Misconceptions regarding the Aao Transfer form can lead to confusion among patients. Here are nine common misunderstandings and clarifications for each.

  • The form is optional. Some people believe that the Aao Transfer form is not necessary for transferring records. In fact, it is an essential document to ensure the continuity of treatment and communication between orthodontists.
  • Only new patients need the form. It may be assumed that the form is only relevant for new patients. However, existing patients entering a new orthodontic practice must also complete the form to provide necessary medical history and treatment information.
  • All records are automatically transferred. Some individuals think that all records will automatically follow them. The form must be properly completed to ensure that specific records are transferred, as not all records may be included without it.
  • Financial information is irrelevant. There is a misconception that financial details in the form are unimportant. Financial arrangements and outstanding balances must be communicated to avoid surprises in costs upon transfer.
  • There is a standard fee for all transfers. Many believe that the transfer fee is the same everywhere. Orthodontic practices may charge different amounts to transfer records, so it is wise to discuss this with both the current and new orthodontist ahead of time.
  • Submission of the form is the end of the process. Some assume that once the form is submitted, all is complete. Patients should follow up with both the current and new orthodontist to confirm that records have been received and reviewed.
  • Patient cooperation is irrelevant to the transfer. It may be thought that patient cooperation during treatment does not impact the transfer process. In reality, highlights of any compliance issues are important for the new provider to understand the history and current treatment progress.
  • The form does not require a signature. Some individuals may think that the form can be completed without a signature. Signatures from the patient or guardian are necessary to authorize the transfer of records.
  • Personal information is not protected. There may be a belief that personal data shared in the transfer process is not secure. In reality, the Aao Transfer form is designed to comply with privacy regulations to protect patient information.

Understanding these misconceptions can aid patients in navigating the transfer of their orthodontic care more effectively.

Key takeaways

Understanding the AAO Transfer Form is crucial for a smooth transition in orthodontic care.

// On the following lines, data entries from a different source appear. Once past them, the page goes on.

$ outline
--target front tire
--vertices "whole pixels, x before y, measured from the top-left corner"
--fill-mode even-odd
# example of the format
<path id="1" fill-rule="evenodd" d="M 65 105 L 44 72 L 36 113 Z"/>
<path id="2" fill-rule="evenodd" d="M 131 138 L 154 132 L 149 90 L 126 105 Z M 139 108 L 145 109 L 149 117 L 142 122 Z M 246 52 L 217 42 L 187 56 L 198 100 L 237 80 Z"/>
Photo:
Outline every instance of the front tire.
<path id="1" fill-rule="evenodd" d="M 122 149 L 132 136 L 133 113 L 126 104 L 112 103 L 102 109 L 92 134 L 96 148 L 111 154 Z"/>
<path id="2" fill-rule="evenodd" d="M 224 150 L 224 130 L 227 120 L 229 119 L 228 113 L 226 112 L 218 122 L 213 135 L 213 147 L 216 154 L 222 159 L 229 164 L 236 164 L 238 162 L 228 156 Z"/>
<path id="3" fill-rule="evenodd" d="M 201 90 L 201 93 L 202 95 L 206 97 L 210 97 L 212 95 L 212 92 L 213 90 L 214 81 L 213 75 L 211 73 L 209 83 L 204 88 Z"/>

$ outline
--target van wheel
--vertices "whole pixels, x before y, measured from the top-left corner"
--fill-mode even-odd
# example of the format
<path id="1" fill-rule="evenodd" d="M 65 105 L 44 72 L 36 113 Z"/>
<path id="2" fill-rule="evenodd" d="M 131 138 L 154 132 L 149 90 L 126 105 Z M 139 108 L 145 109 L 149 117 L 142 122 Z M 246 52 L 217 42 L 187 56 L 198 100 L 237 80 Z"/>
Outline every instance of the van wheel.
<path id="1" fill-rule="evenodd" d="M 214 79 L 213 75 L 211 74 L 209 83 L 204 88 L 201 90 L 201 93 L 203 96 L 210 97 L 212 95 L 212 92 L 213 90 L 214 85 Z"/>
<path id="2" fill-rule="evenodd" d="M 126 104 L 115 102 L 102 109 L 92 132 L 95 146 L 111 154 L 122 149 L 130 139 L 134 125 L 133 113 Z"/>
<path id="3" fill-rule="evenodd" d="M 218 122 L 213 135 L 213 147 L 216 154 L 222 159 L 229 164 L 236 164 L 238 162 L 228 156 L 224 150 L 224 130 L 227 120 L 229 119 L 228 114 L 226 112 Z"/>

  • Complete all sections accurately. Each part of the form collects essential information that helps the new orthodontist continue treatment effectively.
  • Include the patient's history and treatment progress. This information is vital for understanding the current status of orthodontic treatment.
  • Be aware of potential costs. Treatment fees can vary significantly between providers, so patients should expect potential changes in costs during the transfer.
  • Promptly authorize the transfer of records. This ensures that both the current and new orthodontists communicate effectively and that treatment can resume without delay.
  • Verify the status of records being sent. Ensure that you check the appropriate options regarding duplicates and whether records are enclosed or sent separately.